Personally, I see no route back to Kenya. I’ve been here since college and it’s been a decade already. Whenever I go back to Kenya year by year, things feel very different in a very unfamiliar way. I’m just out of touch with the Kenya way of life. I knew my time is up when I started missing being back home in New York. That’s when I knew I’m too far gone. Even family members started to appear different (they had changed and move on to their own things).
Kenya nowadays is just a place for me to visit. It’s strange because I always feel lost when I’m in Nairobi (where do I go? What do I do? Where’s this and that?). In America, I know where everything is and the right reaction to every sort of situation.
My advice for the new diasporans like @DukeOfKabeteshire is to figure out WHERE THEY WANT TO BE. Make a decision as early as you can. If your end goal in Kenya, start setting up a foundation for your return (assets…businesses etc etc). If you wanna stay in America or wherever you are, start climbing the ladder (save for a house, upskill and get a better job, invest in the market, spin off a business or two etc etc).

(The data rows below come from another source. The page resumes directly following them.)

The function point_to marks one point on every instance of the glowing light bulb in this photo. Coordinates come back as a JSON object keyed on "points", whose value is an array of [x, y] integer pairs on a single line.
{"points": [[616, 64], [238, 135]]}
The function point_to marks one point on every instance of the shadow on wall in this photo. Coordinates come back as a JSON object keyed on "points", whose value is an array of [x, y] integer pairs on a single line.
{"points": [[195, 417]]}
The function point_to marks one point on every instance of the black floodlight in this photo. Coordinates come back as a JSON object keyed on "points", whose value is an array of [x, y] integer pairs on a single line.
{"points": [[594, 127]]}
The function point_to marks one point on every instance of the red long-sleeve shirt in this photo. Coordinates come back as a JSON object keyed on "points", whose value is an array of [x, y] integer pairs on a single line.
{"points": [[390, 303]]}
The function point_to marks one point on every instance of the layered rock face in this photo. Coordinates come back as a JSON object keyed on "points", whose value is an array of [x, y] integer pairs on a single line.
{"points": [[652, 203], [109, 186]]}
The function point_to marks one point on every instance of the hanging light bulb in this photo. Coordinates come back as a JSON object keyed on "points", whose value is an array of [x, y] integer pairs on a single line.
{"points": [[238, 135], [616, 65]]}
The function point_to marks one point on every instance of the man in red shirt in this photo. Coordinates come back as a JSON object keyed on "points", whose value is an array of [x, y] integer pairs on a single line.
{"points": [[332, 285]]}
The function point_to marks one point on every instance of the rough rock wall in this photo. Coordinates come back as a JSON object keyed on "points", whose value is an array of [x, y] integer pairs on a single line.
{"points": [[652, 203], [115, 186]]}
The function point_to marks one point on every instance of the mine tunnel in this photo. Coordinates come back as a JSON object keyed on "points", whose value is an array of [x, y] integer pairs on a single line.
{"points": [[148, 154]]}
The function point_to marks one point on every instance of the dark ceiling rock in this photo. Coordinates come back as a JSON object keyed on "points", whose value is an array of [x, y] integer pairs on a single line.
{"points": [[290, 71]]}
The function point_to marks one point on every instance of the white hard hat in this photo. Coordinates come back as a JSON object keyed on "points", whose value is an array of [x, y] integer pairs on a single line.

My single most important advice is don’t try to be in two places at once. It’s a trap. I see people trying to invest in Kenya and still build a life here but it ends up in tears or unrealized potential. You’ll only be half successful in both places. I’ll take being fully successful in one location over half-assing two locations. It’s just how I roll.
Lakini kila mtu na starehe zake. Mimi nikikufa narushwa kwa graveyard in the outer boroughs. I’m okay with that.